Wednesday, February 25, 2009

You rarely get to say

I hope the dog just farted!!!

And really mean it!!!!

Otherwise I've got a funky Oder haunting me like a shadow !!!! (and yes you bitches I showered!!!!!)
Just a whiff here and there.
I've looked ..........and looked
and sniffed...........and sniffed.

Can't find anything..........


The dog can take the hit for this one.
'Bout time she earned her keep.


The Incredible Woody said...

When my dog farts, you KNOW it!!

Noe Noe Girl...A Queen of all Trades. said...

You'll know it's not the dog it the smells lingers too long!

numberonesistah said...

Okay, so you showered. But did you change your underwear? Don't automatically say you did cuz that's what my boys say and sure 'nuff, same old stinky pair.

Grandma J said...

Lucky you, I don't have a dog.

big hair envy said...

I hate when my "dog" farts!!! Bwahahaha!

My Metabolic Rate is Stuck said...

That sweet lil pup....NO WAY!
Go pick out your fabric on my blog!

mom x 2 said...

When our dogS fart, you know it. One of them looks at her butt with this WTF was that look, then the smell creeps.... the other immediately gets up and runs away... and then the smell creeps.
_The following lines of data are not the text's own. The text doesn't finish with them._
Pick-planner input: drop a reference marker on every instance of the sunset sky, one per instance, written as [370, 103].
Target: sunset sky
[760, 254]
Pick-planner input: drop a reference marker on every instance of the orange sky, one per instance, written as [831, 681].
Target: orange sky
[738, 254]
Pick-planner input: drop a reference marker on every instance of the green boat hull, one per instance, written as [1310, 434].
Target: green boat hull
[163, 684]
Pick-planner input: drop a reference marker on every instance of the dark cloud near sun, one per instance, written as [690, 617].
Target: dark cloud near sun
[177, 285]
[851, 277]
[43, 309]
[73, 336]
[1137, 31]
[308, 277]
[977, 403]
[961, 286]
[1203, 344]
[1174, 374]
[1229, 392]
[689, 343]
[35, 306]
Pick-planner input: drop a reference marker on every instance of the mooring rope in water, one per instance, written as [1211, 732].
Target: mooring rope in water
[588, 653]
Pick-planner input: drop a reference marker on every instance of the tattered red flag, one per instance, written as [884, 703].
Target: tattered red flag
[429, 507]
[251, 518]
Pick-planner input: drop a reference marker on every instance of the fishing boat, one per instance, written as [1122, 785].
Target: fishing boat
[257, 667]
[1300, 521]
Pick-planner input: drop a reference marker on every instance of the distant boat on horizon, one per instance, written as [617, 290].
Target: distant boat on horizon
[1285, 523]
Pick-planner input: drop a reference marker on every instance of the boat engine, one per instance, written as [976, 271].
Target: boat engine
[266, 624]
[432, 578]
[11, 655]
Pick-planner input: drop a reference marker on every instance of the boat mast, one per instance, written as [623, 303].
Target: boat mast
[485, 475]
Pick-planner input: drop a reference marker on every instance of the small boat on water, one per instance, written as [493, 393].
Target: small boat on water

Eww! Nothing worse than a dog fart ;)

I'm a little late commenting on this- but Happy Friday anyway!

Jason, as himself said...

Either it was the dog, or it was you. And you don't realize it.

Cathie said...


Anonymous said...

LMAO! Reminds me of my SIL who kept wanting me to smell her because she said that she kept smelling a rotten odor. Turns out that she left a turkey (one that was already dead for cooking, not one of the bigass ones that roam around my Boogerwoods home) in the trunk of her car. She had forgotten about it for who knows how long. It rotted. She thought that she was smelling herself.

And...always blame the dog....or the kids or husband. We With The Big Hair do not fart. We poot.

Hoping this comment doesn't show up a bazillion times. I keep hitting publish and nada.